Life and Career
Francis Upritchard was born in 1976 in New Plymouth, New Zealand. She graduated from Canterbury University of Fine Arts in 1998. That same year she moved to the UK where she lives and works.
In December 2001 the Bart Wells Institute was established by Luke Gottelier and Francis Upritchard in a large squat in East London. The Bart Wells Institute ran for about two years and exhibitions were curated by artists including Sam Basu, Brian Griffiths, David Thorpe and Harry Pye.
Upritchard was short-listed for the Becks Futures prize for an exhibition she made 2003 Save Yourself, a small mummy surrounded by funerary urns which lies on the gallery floor vibrating and moaning. A packet of cigarettes is tucked into its bandages, and a single glass eye can also be seen.

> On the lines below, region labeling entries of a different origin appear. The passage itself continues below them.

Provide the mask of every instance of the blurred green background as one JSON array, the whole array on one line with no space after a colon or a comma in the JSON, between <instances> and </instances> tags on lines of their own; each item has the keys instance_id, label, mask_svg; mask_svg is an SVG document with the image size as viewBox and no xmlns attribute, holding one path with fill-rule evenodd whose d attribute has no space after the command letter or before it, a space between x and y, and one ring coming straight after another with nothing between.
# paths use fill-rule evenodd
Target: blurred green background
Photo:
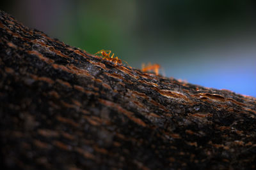
<instances>
[{"instance_id":1,"label":"blurred green background","mask_svg":"<svg viewBox=\"0 0 256 170\"><path fill-rule=\"evenodd\" d=\"M256 1L2 0L26 25L132 67L256 97Z\"/></svg>"}]
</instances>

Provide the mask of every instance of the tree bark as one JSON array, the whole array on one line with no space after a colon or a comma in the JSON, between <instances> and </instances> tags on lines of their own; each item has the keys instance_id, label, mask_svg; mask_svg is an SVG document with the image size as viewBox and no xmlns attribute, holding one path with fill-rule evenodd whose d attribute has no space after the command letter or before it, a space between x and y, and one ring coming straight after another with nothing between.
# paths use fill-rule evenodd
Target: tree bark
<instances>
[{"instance_id":1,"label":"tree bark","mask_svg":"<svg viewBox=\"0 0 256 170\"><path fill-rule=\"evenodd\" d=\"M0 21L4 169L256 168L255 98L115 64L3 11Z\"/></svg>"}]
</instances>

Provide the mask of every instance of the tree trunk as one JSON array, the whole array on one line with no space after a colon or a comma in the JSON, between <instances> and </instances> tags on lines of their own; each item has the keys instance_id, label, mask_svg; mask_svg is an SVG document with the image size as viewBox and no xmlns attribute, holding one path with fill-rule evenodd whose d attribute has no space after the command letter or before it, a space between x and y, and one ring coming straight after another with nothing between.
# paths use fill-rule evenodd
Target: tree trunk
<instances>
[{"instance_id":1,"label":"tree trunk","mask_svg":"<svg viewBox=\"0 0 256 170\"><path fill-rule=\"evenodd\" d=\"M0 21L4 169L256 168L255 98L115 64L3 11Z\"/></svg>"}]
</instances>

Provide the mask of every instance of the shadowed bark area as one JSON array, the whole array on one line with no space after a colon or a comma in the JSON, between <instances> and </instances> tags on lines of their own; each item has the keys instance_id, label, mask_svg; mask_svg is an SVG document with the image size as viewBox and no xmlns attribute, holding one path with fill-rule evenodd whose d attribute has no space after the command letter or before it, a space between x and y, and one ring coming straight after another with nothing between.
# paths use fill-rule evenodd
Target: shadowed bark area
<instances>
[{"instance_id":1,"label":"shadowed bark area","mask_svg":"<svg viewBox=\"0 0 256 170\"><path fill-rule=\"evenodd\" d=\"M254 169L255 110L254 97L115 66L0 11L4 169Z\"/></svg>"}]
</instances>

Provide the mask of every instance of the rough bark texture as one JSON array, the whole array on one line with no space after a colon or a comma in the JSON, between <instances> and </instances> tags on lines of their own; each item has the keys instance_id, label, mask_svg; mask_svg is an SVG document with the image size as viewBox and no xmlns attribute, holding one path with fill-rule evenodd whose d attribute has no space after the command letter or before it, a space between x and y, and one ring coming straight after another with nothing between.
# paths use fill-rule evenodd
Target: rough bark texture
<instances>
[{"instance_id":1,"label":"rough bark texture","mask_svg":"<svg viewBox=\"0 0 256 170\"><path fill-rule=\"evenodd\" d=\"M4 169L255 168L255 98L115 66L1 11L0 36Z\"/></svg>"}]
</instances>

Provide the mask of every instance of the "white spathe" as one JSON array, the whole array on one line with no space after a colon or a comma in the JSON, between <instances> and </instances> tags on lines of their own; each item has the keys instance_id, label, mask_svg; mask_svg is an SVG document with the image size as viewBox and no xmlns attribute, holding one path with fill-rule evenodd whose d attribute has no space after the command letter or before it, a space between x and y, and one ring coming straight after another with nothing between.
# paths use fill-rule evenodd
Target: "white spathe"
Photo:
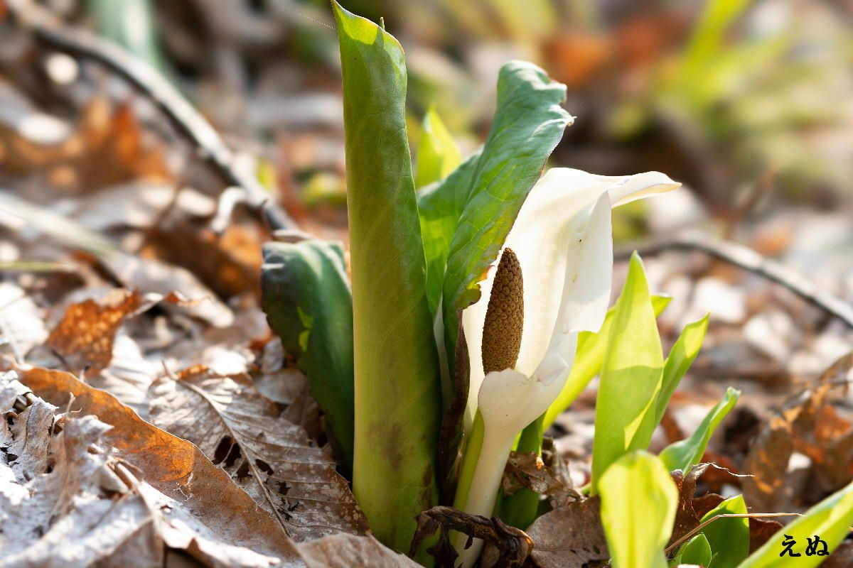
<instances>
[{"instance_id":1,"label":"white spathe","mask_svg":"<svg viewBox=\"0 0 853 568\"><path fill-rule=\"evenodd\" d=\"M548 410L574 360L577 334L598 331L610 302L613 272L612 207L681 184L664 174L626 176L554 168L531 190L504 248L519 259L524 278L524 331L514 369L484 377L483 325L495 271L480 283L482 295L462 313L470 359L465 430L479 408L483 445L464 510L491 516L516 435ZM461 551L473 565L482 541Z\"/></svg>"}]
</instances>

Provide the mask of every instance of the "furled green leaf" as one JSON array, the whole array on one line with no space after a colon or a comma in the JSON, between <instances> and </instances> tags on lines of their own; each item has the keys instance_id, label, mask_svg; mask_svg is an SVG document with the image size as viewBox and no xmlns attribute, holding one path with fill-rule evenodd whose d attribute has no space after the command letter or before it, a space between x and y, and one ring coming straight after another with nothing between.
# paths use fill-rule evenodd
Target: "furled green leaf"
<instances>
[{"instance_id":1,"label":"furled green leaf","mask_svg":"<svg viewBox=\"0 0 853 568\"><path fill-rule=\"evenodd\" d=\"M424 115L418 142L415 186L423 187L442 180L462 161L459 146L432 106Z\"/></svg>"},{"instance_id":2,"label":"furled green leaf","mask_svg":"<svg viewBox=\"0 0 853 568\"><path fill-rule=\"evenodd\" d=\"M428 267L430 306L443 297L444 345L450 376L457 310L479 297L479 285L545 160L572 117L560 105L566 86L522 61L503 66L497 111L481 153L418 195ZM446 269L445 269L446 267Z\"/></svg>"},{"instance_id":3,"label":"furled green leaf","mask_svg":"<svg viewBox=\"0 0 853 568\"><path fill-rule=\"evenodd\" d=\"M742 495L726 499L702 517L705 522L719 514L746 514L746 503ZM702 529L708 538L714 558L707 568L731 568L749 554L749 519L746 518L717 519Z\"/></svg>"},{"instance_id":4,"label":"furled green leaf","mask_svg":"<svg viewBox=\"0 0 853 568\"><path fill-rule=\"evenodd\" d=\"M720 521L715 521L720 522ZM826 556L805 554L808 539L819 536L827 543L831 553L847 536L853 524L853 484L832 494L809 509L806 513L783 527L760 548L750 554L739 568L814 568L826 559ZM790 536L796 544L792 550L799 557L782 557L782 540ZM822 548L822 547L819 547Z\"/></svg>"},{"instance_id":5,"label":"furled green leaf","mask_svg":"<svg viewBox=\"0 0 853 568\"><path fill-rule=\"evenodd\" d=\"M346 473L352 468L352 293L340 243L267 243L261 305L308 376Z\"/></svg>"},{"instance_id":6,"label":"furled green leaf","mask_svg":"<svg viewBox=\"0 0 853 568\"><path fill-rule=\"evenodd\" d=\"M664 364L664 377L661 381L660 394L658 395L658 410L655 414L655 423L659 423L670 404L672 393L681 382L688 369L696 360L699 350L702 348L705 334L708 330L708 316L699 321L688 324L676 344L672 346L669 357Z\"/></svg>"},{"instance_id":7,"label":"furled green leaf","mask_svg":"<svg viewBox=\"0 0 853 568\"><path fill-rule=\"evenodd\" d=\"M438 356L393 36L334 4L344 83L355 359L353 492L380 541L408 550L436 502Z\"/></svg>"},{"instance_id":8,"label":"furled green leaf","mask_svg":"<svg viewBox=\"0 0 853 568\"><path fill-rule=\"evenodd\" d=\"M711 556L712 553L708 539L705 535L699 533L681 546L678 554L676 554L676 558L670 563L670 565L680 566L686 564L708 568L711 565Z\"/></svg>"},{"instance_id":9,"label":"furled green leaf","mask_svg":"<svg viewBox=\"0 0 853 568\"><path fill-rule=\"evenodd\" d=\"M601 476L601 523L613 568L665 568L678 490L645 451L622 456Z\"/></svg>"},{"instance_id":10,"label":"furled green leaf","mask_svg":"<svg viewBox=\"0 0 853 568\"><path fill-rule=\"evenodd\" d=\"M632 450L648 447L657 426L655 404L663 369L664 356L646 272L635 253L622 295L616 302L601 365L593 439L594 494L610 464Z\"/></svg>"},{"instance_id":11,"label":"furled green leaf","mask_svg":"<svg viewBox=\"0 0 853 568\"><path fill-rule=\"evenodd\" d=\"M670 471L676 469L687 471L693 464L699 463L702 460L705 449L708 446L708 440L711 439L711 436L717 430L717 427L720 425L722 419L734 408L740 396L740 391L729 387L726 389L722 400L711 409L699 427L689 438L674 442L664 448L663 451L660 452L660 459L664 461Z\"/></svg>"},{"instance_id":12,"label":"furled green leaf","mask_svg":"<svg viewBox=\"0 0 853 568\"><path fill-rule=\"evenodd\" d=\"M664 295L652 296L652 308L654 315L659 316L672 298ZM563 386L563 390L545 413L544 429L550 427L554 421L575 401L594 376L601 370L604 363L604 353L607 349L607 338L613 325L613 314L616 307L607 310L604 324L598 333L582 331L577 335L577 350L575 353L575 362L572 365L569 378Z\"/></svg>"}]
</instances>

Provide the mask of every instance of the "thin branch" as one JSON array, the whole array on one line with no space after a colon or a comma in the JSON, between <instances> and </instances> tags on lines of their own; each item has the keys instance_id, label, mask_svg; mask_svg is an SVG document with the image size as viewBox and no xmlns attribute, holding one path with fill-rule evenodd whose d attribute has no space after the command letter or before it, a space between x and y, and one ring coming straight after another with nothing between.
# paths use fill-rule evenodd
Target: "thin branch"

In 2005 Upritchard had simultaneous shows in the Andrea Rosen Gallery and Salon 94. The sculpture Torcello, Balata Figures and a selection of found objects were arranged over two large plinths. Sculptures of sloths, monkeys, orrerys and rocks. In 2005 she also won New Zealand's Walters Prize for art, after being shortlisted for her Artspace show Doomed Doomed All Doomed in 2005.
It was announced in 2008 that Upritchard, along with Judy Millar, would be New Zealand's representatives at the 2009 Venice Biennale.Upritchard's installation was entitled Save Yourself. This was Upritchards first major installation of furniture with figures. Across thee rooms in Fondazione Claudio Buziol Palazzo, 3 over sized tables which made up the works Long, Lonely and Dancers, with a mix of references including psychedelic culture, hippies, Pieter Bruegel the elder and Erasmus Grasser.
In the 2009 show Feierabend at Kate Macgarry, Upritchard showed with the jewellery designer Karl Fritsch and furniture designer Martino Gamper. The show blended craft, design and fine art in a seamless way, to a point where the viewer became unsure of the authorship of each work. Gesumptkunsthandwerk at the Govett Brewster in the show ‘Stealing the Senses’ was a further exploration of this collaboration. The show was shown again later at Hamish McKay gallery in Wellington. This show included ceramics and bronzes made together by Fritsch Gamper and Upritchard, alongside sculptures and lamps by Upritchard, rings and ornaments by Fritch, furniture and bowls by Gamper.
Upritchards first solo museum show in Europe was at the Vienna Secession called In die Höhle (into the Cave). The show included works combining furniture and figurative sculptures referencing Sol LeWitt, Gustav Klimt, Beethoven Frieze and Weiner Werkstatte.
Francis Upritchard is represented in the UK by Kate Macgarry, in the US by Salon 94 and in New Zealand by Ivan Anthony Gallery.